Per finire torniamo a San Tommaso. Il Santo Dottore pone una domanda: Utrum sufficiat restituere simpliciter, quod injuste ablatum est. Perché la restituzione sia completa e ben fatta, basta restituire ciò che si è preso? E dopo essersi risposto che basta, essendo la restituzione un atto di giustizia e consistendo la giustizia in uguaglianza, argomenta contro questa sua risposta con la legge del capitolo XXII dell'Esodo, in cui Dio ordina a chi rubò un bue, di restituirne cinque. Allora, che si è rubato? E se basta restituire solo tanto quanto, come noi avevamo prima risposto, come si deve intendere questa legge? Si deve intendere - è sempre il Santo che risponde - distinguendo in essa due parti; la legge naturale, che obbliga alla restituzione, e la legge positiva che obbliga alla punizione del furto. La legge naturale vuole l'uguaglianza del danno, e perciò comanda che si restituisca tanto per tanto; la legge positiva invece vuole il castigo del delitto di furto, e contempla una pena quattro volte superiore al furto, ordinando di restituire cinque invece di uno.
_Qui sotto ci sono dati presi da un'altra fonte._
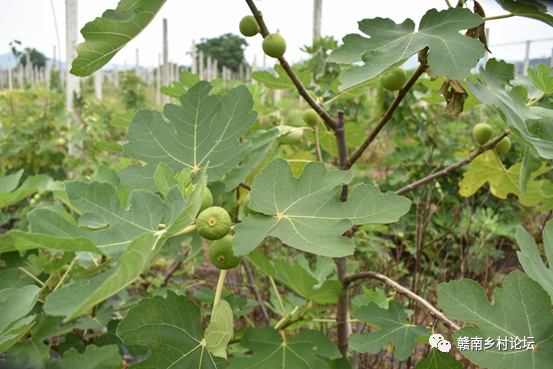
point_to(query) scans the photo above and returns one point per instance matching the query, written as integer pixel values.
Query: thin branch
(404, 291)
(503, 16)
(388, 115)
(341, 263)
(454, 167)
(255, 291)
(299, 86)
(318, 144)
(341, 141)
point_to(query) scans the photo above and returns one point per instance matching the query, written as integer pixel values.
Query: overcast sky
(32, 22)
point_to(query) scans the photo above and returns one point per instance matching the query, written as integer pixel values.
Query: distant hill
(4, 62)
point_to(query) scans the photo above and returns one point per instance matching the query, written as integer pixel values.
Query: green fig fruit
(394, 79)
(222, 255)
(207, 200)
(310, 117)
(213, 223)
(249, 26)
(247, 209)
(290, 135)
(482, 133)
(503, 146)
(274, 45)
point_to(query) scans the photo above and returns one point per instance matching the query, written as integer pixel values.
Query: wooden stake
(165, 80)
(317, 16)
(98, 80)
(72, 82)
(10, 81)
(194, 59)
(201, 64)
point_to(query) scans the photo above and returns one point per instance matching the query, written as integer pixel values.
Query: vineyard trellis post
(73, 87)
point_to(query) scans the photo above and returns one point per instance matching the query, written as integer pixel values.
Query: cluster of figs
(213, 223)
(274, 45)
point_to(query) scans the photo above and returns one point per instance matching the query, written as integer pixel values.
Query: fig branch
(404, 291)
(299, 86)
(388, 115)
(479, 151)
(341, 263)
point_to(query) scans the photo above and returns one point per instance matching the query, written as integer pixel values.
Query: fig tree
(290, 135)
(207, 200)
(482, 133)
(310, 117)
(274, 45)
(222, 255)
(213, 223)
(394, 79)
(247, 209)
(249, 26)
(503, 146)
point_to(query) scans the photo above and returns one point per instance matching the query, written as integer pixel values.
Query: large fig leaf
(521, 309)
(13, 334)
(490, 88)
(203, 132)
(531, 260)
(306, 213)
(451, 53)
(307, 350)
(105, 36)
(100, 199)
(262, 146)
(528, 8)
(393, 327)
(488, 168)
(94, 357)
(15, 304)
(302, 282)
(82, 295)
(171, 327)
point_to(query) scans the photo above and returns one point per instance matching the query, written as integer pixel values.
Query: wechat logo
(438, 341)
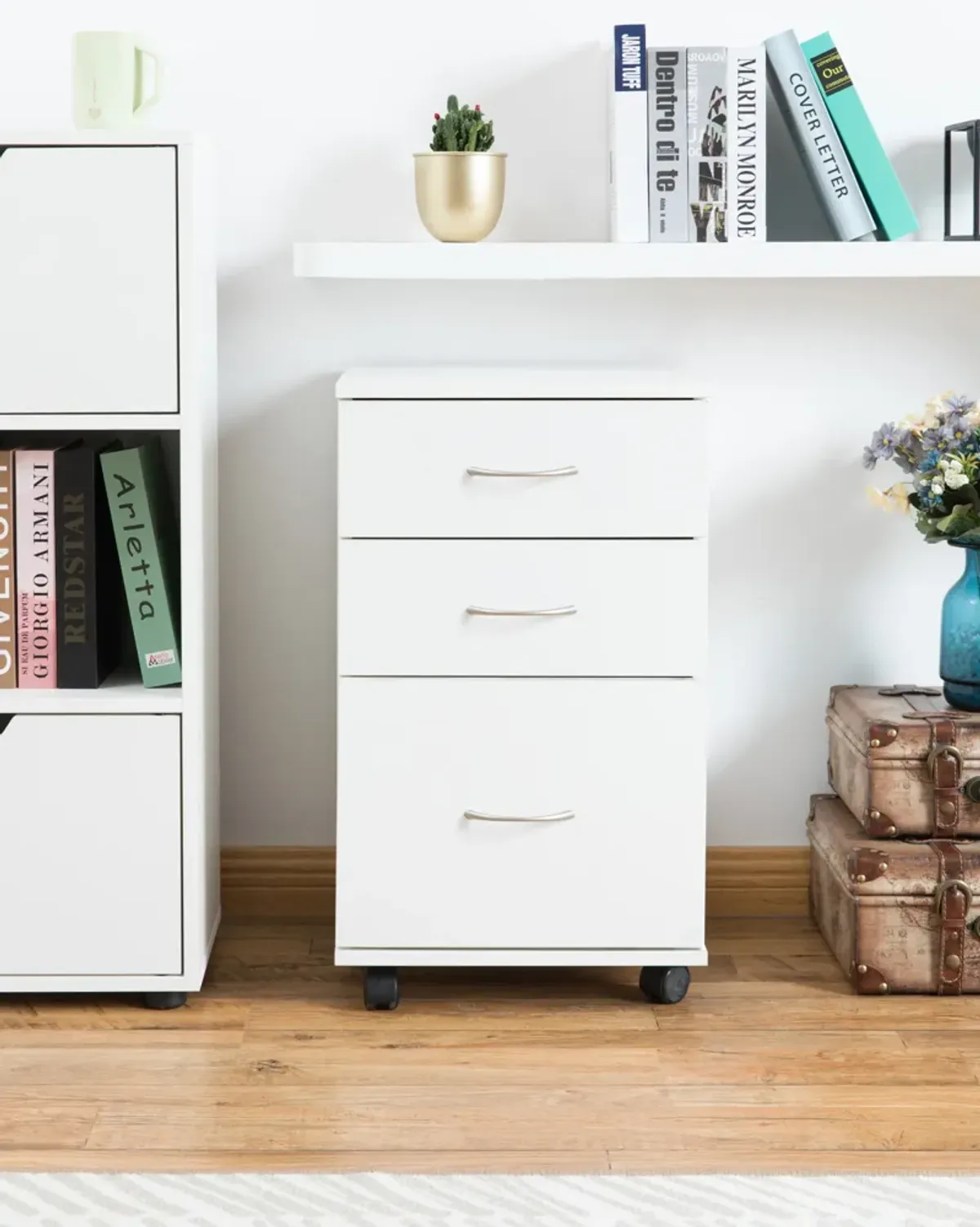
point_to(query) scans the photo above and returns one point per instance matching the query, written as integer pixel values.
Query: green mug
(117, 78)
Si deve tuttavia notare - aggiun­ge il Santo Dottore - che fra la restituzione e la pena c'è una grande differenza: infatti il colpevole non è obbligato a scontare la pena prima della sentenza; è invece sempre obbligato a restituire ciò che ha rubato, anche se non lo sentenzieranno, e non lo obbligheranno a farlo.
Da queste parole risulta chiaro anche l'errore enorme di quella parvenza di giustizia che qualche volta viene posta in atto. Si pone agli arresti, chi si è macchiato del delitto di furto e poi, finita la pena, lo si libera.
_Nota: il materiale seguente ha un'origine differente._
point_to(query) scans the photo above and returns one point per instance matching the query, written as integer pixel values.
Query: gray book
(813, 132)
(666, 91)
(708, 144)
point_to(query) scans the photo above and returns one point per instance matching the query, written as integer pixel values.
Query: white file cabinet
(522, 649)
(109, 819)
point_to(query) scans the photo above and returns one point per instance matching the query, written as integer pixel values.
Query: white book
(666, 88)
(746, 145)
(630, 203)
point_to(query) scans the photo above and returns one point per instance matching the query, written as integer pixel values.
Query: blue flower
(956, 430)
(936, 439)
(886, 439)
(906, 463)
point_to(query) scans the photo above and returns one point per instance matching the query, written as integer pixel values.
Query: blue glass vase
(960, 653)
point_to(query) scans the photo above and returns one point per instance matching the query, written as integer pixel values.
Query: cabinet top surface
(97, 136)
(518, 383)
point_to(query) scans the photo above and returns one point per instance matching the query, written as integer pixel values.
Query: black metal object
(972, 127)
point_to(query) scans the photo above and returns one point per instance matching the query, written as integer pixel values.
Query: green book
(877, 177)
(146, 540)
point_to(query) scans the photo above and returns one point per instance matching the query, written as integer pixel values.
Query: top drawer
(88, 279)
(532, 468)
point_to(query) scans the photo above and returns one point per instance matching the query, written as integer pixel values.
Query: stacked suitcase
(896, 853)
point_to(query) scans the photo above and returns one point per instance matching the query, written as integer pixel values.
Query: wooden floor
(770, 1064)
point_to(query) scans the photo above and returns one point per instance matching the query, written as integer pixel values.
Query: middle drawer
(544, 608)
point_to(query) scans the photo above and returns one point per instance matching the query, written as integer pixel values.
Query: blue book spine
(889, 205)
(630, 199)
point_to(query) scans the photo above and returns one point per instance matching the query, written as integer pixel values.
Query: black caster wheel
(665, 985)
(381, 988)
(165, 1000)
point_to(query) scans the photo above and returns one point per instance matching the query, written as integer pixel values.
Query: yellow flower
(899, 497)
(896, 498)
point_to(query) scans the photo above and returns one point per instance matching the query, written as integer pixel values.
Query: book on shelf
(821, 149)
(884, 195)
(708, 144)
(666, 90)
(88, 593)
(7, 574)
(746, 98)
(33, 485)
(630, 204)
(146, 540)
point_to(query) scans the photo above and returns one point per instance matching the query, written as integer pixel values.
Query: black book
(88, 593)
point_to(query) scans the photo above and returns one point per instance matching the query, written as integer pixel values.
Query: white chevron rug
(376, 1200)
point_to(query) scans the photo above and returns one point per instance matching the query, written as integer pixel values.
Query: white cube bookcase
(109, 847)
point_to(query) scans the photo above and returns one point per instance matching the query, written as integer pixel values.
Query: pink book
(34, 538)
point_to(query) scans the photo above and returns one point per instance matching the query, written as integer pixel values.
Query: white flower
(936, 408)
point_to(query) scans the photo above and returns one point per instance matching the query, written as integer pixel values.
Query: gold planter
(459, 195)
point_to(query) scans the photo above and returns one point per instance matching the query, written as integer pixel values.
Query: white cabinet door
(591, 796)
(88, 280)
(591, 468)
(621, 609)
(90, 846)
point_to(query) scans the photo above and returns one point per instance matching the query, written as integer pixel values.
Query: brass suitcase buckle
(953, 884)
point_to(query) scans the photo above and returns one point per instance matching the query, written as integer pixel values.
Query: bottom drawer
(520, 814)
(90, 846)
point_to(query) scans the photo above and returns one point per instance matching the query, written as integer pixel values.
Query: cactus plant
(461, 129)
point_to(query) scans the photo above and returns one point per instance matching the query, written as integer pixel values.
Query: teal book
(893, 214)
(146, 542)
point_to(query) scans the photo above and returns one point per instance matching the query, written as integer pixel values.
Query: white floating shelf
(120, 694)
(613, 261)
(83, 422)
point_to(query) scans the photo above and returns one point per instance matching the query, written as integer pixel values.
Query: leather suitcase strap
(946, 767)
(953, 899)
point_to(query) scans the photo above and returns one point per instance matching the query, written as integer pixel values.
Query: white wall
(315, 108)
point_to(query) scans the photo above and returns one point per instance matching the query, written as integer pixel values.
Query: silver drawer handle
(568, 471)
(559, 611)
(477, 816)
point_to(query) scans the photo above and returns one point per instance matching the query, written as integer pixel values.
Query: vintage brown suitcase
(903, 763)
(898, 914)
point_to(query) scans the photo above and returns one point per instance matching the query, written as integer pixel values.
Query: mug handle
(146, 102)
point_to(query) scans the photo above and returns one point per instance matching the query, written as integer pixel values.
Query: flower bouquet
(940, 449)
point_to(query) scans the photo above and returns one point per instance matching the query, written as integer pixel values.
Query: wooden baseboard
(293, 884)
Ma che cosa si conclude con questo? Chi è stato in prigione, una volta scontata la pena, se ne va allegro e contento; il Re pensa di aver soddisfatto l'obbligo di fare giustizia, e invece né uno né l'altro non ha scontato niente, e tutti due sono obbligati alla restituzione del furto, sotto pena di non salvare le loro anime; il reo perché non ha fatto la restituzione, il Re perché non lo ha fatto restituire. Tolga dunque il Re in modo esecutivo il patrimonio a quelli che hanno rubato, e faccia lui stesso la restituzione, dato che i ladri non la fanno mai, e con questo sistema (non ce n'è e non ce ne può essere un altro diverso) invece di essere i ladri a portare con sé i Re all'inferno, come sta avvenendo, saranno i Re a condurre in paradiso i ladri, come fece Cristo: Hodie mecum eris in paradiso.